Si vous ne connaissez pas la Mar Menor, vaste lagune de la province de Murcie, sachez que c’est trop tard ! Tourisme et agriculture ont abîmé cet espace naturel que ses défenseurs aimeraient voir doté d’une personnalité juridique. Et ce n’est pas sans faire écho à cette étude suédoise qui tend à montrer que la PAC subventionne plus fortement les régions les plus polluantes (en oubliant quand même de prendre en compte le bénéfice des productions qui y sont menées). Le grand truc de la crise du Covid, ça a été le boum du pain. Enfin, le boum des apprentis boulangers, nous, qui avons en masse testé la fabrication de notre propre pain pendant le confinement. Sachez que ce mouvement dépasse largement la tendresse que nous avons, nous, Français, pour la baguette ; 27 millions de Britanniques se sont aussi lancés dans l’aventure boulangère à domicile durant le confinement. À moins qu’ils aient anticipé l’issue d’un Brexit aux contours de plus en plus brutaux.
Alors que la chasse ouvre en grande partie dimanche, les chasseurs se sont donnés rendez-vous ce samedi à Prades, ville du premier ministre dans les Pyrénées-Orientales, pour réclamer le droit de chasser et défendre la ruralité. Histoire aussi de partager un malaise grandissant concernant le partage des espaces naturels avec leurs autres utilisateurs plus récents. Avec en cible expiatoire assurée, les écolos.
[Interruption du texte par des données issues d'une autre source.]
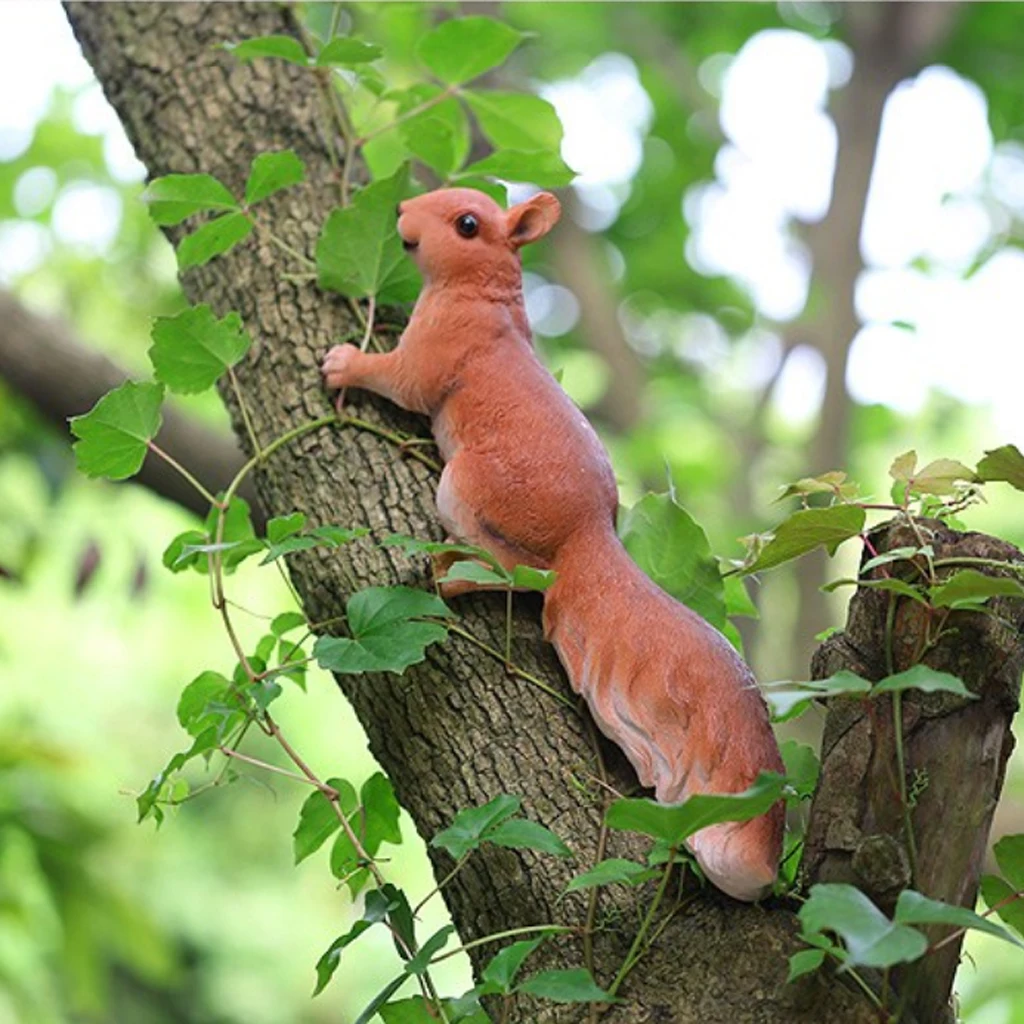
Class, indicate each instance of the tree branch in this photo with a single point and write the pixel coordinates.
(43, 361)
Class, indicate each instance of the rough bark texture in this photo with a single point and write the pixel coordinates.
(955, 751)
(455, 730)
(42, 360)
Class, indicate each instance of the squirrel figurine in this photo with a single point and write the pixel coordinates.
(527, 479)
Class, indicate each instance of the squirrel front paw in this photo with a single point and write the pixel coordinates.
(337, 366)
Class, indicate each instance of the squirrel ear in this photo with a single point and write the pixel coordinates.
(532, 219)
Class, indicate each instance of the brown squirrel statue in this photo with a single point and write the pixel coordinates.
(527, 479)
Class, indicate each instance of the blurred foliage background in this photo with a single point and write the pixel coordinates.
(795, 246)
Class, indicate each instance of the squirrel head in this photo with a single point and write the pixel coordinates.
(462, 233)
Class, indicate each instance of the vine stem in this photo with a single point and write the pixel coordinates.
(513, 669)
(510, 934)
(633, 956)
(174, 464)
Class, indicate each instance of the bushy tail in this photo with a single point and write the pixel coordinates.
(673, 693)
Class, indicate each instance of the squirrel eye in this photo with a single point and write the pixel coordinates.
(467, 225)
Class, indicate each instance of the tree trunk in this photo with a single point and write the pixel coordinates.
(455, 730)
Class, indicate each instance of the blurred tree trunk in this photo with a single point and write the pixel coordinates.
(455, 730)
(889, 42)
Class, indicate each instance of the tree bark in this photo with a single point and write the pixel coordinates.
(455, 730)
(45, 364)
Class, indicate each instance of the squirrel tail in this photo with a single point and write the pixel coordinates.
(673, 693)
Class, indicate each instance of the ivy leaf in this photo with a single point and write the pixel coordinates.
(969, 588)
(285, 47)
(206, 688)
(1010, 856)
(176, 197)
(318, 820)
(1005, 463)
(576, 985)
(940, 477)
(1004, 899)
(463, 48)
(346, 50)
(504, 966)
(387, 632)
(285, 525)
(923, 678)
(540, 168)
(787, 699)
(380, 813)
(358, 249)
(516, 120)
(605, 872)
(802, 768)
(466, 832)
(114, 435)
(676, 822)
(913, 908)
(870, 938)
(272, 171)
(669, 545)
(804, 963)
(518, 834)
(190, 350)
(807, 529)
(377, 907)
(214, 239)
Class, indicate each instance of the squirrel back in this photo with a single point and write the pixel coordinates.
(526, 478)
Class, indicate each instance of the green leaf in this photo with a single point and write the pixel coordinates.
(516, 120)
(466, 832)
(1005, 900)
(969, 588)
(903, 466)
(807, 529)
(540, 168)
(605, 872)
(285, 525)
(318, 820)
(1005, 463)
(205, 689)
(421, 962)
(285, 47)
(1010, 856)
(913, 908)
(190, 350)
(272, 171)
(667, 543)
(387, 633)
(574, 985)
(941, 477)
(923, 678)
(380, 813)
(518, 834)
(113, 436)
(505, 965)
(787, 699)
(676, 822)
(346, 50)
(359, 250)
(870, 938)
(463, 48)
(377, 907)
(176, 197)
(802, 767)
(804, 963)
(213, 239)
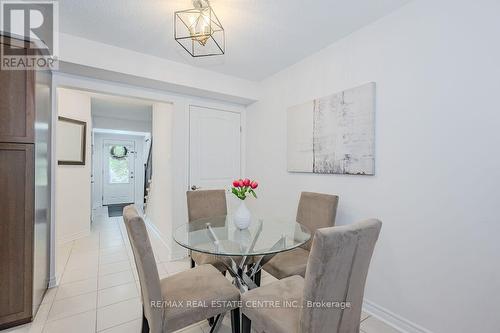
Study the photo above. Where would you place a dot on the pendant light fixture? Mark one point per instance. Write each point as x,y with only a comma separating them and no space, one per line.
199,31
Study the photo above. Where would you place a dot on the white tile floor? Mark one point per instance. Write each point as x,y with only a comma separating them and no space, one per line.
99,289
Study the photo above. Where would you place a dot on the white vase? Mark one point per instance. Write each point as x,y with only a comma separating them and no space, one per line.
242,217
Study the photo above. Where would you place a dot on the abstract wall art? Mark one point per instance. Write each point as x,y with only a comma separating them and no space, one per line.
333,134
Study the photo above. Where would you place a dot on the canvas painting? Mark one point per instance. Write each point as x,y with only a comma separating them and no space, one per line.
333,134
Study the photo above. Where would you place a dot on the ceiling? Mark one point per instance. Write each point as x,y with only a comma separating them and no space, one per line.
262,36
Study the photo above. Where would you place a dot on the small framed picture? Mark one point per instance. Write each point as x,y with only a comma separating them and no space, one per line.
71,141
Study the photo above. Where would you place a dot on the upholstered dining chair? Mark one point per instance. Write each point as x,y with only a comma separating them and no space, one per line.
315,210
206,204
336,272
166,302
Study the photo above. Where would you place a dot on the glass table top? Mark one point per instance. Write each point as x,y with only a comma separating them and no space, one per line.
219,236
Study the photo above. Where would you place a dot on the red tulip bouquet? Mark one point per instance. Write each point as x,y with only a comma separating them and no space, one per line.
243,187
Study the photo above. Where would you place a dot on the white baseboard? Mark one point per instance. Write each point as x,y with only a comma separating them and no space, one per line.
390,318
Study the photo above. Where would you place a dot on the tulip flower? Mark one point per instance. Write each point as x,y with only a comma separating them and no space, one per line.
243,187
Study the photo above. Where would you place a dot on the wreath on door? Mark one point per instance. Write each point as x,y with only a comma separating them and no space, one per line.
119,152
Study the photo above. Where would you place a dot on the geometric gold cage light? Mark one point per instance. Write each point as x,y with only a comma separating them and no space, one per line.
199,31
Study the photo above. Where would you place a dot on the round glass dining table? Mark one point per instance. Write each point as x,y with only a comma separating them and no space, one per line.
243,252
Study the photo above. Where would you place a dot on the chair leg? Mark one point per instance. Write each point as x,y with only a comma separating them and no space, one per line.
235,320
145,325
246,324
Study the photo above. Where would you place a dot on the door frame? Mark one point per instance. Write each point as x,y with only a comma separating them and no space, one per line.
237,109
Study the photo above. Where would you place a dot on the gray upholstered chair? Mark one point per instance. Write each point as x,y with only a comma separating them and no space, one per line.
165,301
206,204
315,211
336,272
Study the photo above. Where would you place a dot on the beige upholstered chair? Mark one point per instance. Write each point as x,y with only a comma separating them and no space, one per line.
165,301
336,272
315,211
205,204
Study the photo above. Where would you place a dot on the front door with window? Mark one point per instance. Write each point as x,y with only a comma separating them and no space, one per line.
118,172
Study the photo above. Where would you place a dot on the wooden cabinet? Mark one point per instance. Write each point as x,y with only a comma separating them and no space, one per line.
17,137
16,233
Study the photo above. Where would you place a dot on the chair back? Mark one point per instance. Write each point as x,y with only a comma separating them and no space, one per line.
336,272
206,203
146,268
316,210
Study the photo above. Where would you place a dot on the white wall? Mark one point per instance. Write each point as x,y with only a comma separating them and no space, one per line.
85,57
160,202
72,201
437,171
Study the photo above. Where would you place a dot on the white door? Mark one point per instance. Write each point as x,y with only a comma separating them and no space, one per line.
214,148
118,183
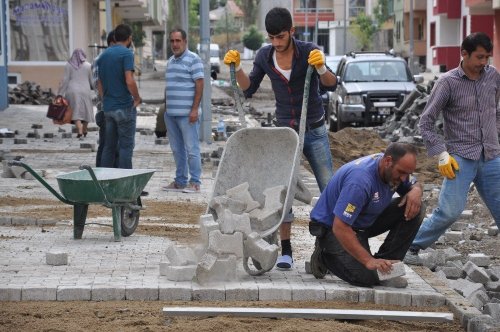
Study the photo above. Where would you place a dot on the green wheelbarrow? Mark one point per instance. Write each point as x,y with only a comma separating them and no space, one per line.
116,188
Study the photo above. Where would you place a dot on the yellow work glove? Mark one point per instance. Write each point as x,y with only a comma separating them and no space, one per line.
233,56
317,59
447,165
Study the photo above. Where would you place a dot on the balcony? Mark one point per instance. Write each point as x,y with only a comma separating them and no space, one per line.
324,14
450,8
417,6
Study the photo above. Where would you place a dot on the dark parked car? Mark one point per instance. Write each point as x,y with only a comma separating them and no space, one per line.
370,86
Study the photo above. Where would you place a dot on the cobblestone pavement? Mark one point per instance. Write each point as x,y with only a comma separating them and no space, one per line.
101,269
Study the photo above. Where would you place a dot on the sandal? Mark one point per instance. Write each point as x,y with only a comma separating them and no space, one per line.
285,262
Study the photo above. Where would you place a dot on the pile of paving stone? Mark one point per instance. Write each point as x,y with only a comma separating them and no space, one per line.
229,233
402,125
473,277
30,93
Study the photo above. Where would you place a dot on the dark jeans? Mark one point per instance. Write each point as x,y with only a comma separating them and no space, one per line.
101,123
397,242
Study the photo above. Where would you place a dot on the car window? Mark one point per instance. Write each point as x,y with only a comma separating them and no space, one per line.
376,71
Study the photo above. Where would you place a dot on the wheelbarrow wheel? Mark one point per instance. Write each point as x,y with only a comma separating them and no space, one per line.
130,220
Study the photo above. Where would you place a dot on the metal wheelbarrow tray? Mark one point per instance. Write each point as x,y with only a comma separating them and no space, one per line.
116,188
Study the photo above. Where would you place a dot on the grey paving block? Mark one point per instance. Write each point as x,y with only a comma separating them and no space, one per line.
5,221
398,270
175,292
482,323
107,293
10,293
302,292
56,258
341,294
479,259
428,300
388,297
242,292
38,293
462,310
142,293
209,293
74,293
272,292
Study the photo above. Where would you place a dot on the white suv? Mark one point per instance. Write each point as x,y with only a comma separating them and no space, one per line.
370,86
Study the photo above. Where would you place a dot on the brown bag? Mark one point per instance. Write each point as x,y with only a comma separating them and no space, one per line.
59,111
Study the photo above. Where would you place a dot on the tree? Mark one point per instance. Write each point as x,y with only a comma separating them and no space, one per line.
364,29
138,34
253,39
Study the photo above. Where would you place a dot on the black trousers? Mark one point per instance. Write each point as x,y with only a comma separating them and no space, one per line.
396,244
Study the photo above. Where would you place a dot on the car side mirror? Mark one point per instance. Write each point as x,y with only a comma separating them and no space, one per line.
418,79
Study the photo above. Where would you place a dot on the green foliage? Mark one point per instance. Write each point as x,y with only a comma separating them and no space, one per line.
364,29
253,39
227,24
381,12
138,34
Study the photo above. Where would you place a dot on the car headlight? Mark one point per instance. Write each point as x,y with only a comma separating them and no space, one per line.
353,100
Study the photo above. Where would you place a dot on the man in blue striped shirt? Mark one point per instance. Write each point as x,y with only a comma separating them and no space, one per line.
469,152
183,91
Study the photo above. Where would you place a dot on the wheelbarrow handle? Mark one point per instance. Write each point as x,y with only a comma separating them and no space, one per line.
97,183
237,99
39,178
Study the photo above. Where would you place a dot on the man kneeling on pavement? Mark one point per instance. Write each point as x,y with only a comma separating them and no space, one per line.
358,204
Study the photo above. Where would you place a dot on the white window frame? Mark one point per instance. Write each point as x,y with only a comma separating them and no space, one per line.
41,63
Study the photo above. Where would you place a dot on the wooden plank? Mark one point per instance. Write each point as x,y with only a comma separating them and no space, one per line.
343,314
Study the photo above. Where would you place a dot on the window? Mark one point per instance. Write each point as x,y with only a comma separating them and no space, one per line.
356,7
39,30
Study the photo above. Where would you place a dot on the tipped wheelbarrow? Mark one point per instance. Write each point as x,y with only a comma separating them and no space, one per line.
116,188
264,157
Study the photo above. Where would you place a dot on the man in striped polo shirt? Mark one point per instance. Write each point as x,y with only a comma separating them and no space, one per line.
467,96
183,91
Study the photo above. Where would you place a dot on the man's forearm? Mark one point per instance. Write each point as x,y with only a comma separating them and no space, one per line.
242,79
328,79
198,93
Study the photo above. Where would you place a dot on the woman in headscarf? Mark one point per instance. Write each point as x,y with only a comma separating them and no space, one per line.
76,88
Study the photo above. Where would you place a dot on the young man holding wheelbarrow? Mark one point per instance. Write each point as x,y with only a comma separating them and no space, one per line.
285,62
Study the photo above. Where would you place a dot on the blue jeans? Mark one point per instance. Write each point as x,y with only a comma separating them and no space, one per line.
318,154
185,144
453,197
120,132
396,243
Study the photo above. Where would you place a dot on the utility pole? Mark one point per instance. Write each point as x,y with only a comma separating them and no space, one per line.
345,26
109,24
306,32
206,104
411,38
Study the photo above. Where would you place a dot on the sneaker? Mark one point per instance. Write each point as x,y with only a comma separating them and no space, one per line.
192,188
318,268
174,186
412,258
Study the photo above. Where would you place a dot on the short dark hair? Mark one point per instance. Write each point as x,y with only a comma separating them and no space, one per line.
122,32
111,37
472,41
398,150
183,33
278,20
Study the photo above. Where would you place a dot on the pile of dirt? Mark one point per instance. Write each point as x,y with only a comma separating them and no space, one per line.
352,143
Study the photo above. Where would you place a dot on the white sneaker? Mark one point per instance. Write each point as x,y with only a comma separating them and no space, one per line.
412,258
192,188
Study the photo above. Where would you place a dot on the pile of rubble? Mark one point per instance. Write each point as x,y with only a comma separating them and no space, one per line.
473,276
402,125
30,93
231,232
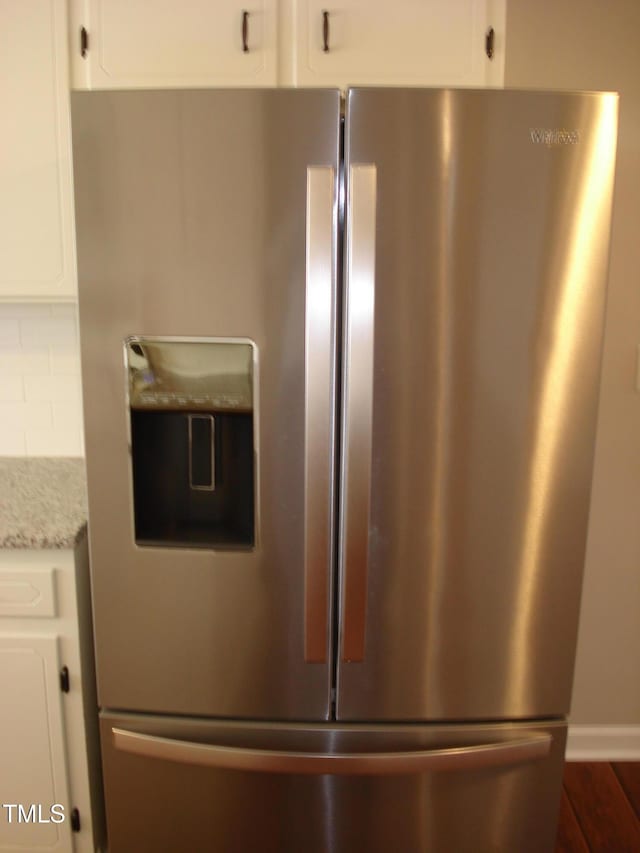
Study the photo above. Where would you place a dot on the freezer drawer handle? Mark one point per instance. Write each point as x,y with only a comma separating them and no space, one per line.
361,255
534,747
318,474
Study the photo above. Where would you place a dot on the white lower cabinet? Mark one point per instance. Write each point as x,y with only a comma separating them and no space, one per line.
33,789
50,788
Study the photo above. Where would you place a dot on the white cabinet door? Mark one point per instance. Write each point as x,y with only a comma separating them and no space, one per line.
174,43
404,42
32,755
36,215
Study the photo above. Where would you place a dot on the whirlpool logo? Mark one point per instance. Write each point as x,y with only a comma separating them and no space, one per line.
552,137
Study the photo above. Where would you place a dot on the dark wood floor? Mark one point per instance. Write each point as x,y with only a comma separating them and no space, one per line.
600,811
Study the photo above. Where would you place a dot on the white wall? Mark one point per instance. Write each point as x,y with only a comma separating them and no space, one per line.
588,44
40,399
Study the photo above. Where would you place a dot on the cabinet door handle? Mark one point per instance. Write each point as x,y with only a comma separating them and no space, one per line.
325,31
245,31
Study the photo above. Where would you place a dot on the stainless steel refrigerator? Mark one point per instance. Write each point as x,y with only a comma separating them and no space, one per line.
340,373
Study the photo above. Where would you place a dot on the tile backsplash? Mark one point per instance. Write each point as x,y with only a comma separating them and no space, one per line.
40,396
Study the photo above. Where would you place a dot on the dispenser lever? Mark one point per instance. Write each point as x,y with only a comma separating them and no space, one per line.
202,456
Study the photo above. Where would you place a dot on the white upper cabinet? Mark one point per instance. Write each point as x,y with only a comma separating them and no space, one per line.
36,208
173,43
403,42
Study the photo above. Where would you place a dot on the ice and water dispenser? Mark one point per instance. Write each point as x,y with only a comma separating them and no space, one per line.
191,405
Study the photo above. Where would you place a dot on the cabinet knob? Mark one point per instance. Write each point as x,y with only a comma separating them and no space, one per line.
245,31
489,42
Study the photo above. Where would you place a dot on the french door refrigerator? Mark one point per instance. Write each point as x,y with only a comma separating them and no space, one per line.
340,391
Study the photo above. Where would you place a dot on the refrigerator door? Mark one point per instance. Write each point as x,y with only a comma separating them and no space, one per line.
206,223
476,259
198,785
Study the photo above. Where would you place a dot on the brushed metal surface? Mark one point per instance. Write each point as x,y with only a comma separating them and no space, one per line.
156,805
358,405
335,764
491,261
319,410
190,214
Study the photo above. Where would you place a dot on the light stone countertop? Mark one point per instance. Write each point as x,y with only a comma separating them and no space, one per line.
43,502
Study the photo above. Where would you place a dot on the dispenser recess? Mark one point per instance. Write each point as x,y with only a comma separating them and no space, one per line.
191,410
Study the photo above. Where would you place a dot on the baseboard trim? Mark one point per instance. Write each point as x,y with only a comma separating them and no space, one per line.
603,743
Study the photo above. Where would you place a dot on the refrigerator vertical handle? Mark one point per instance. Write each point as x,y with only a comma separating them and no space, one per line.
358,401
318,409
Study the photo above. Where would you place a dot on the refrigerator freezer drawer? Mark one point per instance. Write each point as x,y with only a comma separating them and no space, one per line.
173,783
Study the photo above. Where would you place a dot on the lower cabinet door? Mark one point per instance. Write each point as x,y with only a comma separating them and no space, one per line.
34,801
203,785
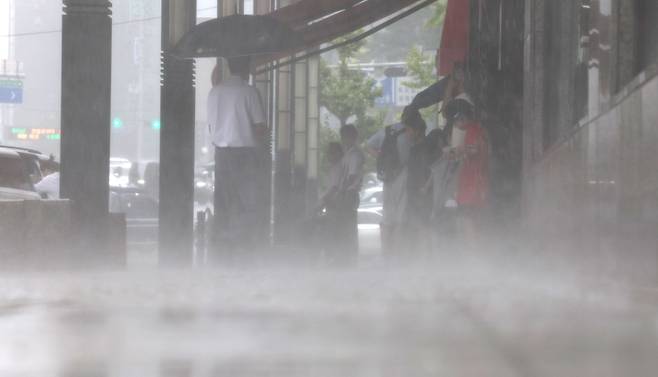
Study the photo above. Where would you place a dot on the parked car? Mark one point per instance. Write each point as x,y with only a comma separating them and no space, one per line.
141,212
15,181
120,172
372,197
35,162
369,225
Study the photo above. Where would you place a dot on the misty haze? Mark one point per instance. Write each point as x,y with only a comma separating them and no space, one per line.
394,188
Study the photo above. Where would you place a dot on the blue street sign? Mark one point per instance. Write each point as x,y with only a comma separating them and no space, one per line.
11,91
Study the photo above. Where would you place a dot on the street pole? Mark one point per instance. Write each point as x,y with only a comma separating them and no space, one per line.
85,117
177,105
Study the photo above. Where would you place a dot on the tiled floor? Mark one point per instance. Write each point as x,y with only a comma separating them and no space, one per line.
466,319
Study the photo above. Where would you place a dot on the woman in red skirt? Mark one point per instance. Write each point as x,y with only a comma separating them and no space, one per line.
473,177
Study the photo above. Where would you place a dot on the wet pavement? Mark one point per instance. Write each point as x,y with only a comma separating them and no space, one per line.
457,320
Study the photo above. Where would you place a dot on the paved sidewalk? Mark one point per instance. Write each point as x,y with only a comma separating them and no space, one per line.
457,320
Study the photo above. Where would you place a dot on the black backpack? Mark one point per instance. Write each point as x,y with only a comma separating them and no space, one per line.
388,159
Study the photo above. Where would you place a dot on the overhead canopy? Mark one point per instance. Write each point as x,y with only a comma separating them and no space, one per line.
321,21
454,38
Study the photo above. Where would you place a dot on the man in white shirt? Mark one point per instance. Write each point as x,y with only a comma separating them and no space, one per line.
238,128
48,186
350,186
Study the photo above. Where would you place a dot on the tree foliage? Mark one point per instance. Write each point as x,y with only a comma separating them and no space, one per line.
438,14
420,67
347,92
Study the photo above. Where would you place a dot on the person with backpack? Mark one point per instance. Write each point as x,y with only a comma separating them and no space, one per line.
418,172
391,147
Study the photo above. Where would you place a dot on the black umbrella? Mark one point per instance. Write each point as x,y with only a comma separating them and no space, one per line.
237,35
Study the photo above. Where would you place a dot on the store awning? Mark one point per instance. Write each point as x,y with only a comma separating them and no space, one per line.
454,38
322,21
304,12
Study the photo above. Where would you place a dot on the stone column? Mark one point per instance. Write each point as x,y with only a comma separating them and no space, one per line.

Dans une longue analyse, Philippe Silberzahn tente de comprendre pourquoi cela ne fonctionne pas, à partir de l’exemple du passage au gouvernement de Nicolas Hulot et de l’incapacité de ce dernier à avoir imprimé un tournant décisif en la matière. Peut-être parce que les mots ne font pas l’action ? À moins que les mots aient complètement cédé le pas aux éMOTions ? Le (merveilleux) écrivain Jean-Philippe Toussaint synthétisait hier matin en quelques mots justes la peste de notre temps… « L’émotion prend le pas sur la raison, le débat argumenté, sur l’échange d’idées. On le voit avec le Brexit, l’élection de Trump, on aurait là dans le débat public une émotion spectaculaire, une émotion grossière… »
Nous nous étions horrifiés de découvrir, au moment de la dernière campagne présidentielle américaine l’existence de « bulles informationnelles » sur les réseaux sociaux. Elles sont aujourd’hui devenues des outils de communication assumés. Même par ceux dont le rôle, est, en théorie, de faire vivre les débats. Et si, comme en Pologne, nous remettions une moissonneuse-batteuse au milieu des barres d’immeubles ? Enfin, sachez-le, un bélier reproducteur exceptionnel a été vendu 412 000 euros et, en Argentine, où l’hiver touche à sa fin, le spectre des criquets refait surface après des décennies de discrétion et que l’alerte est désormais étendue à tout le pays.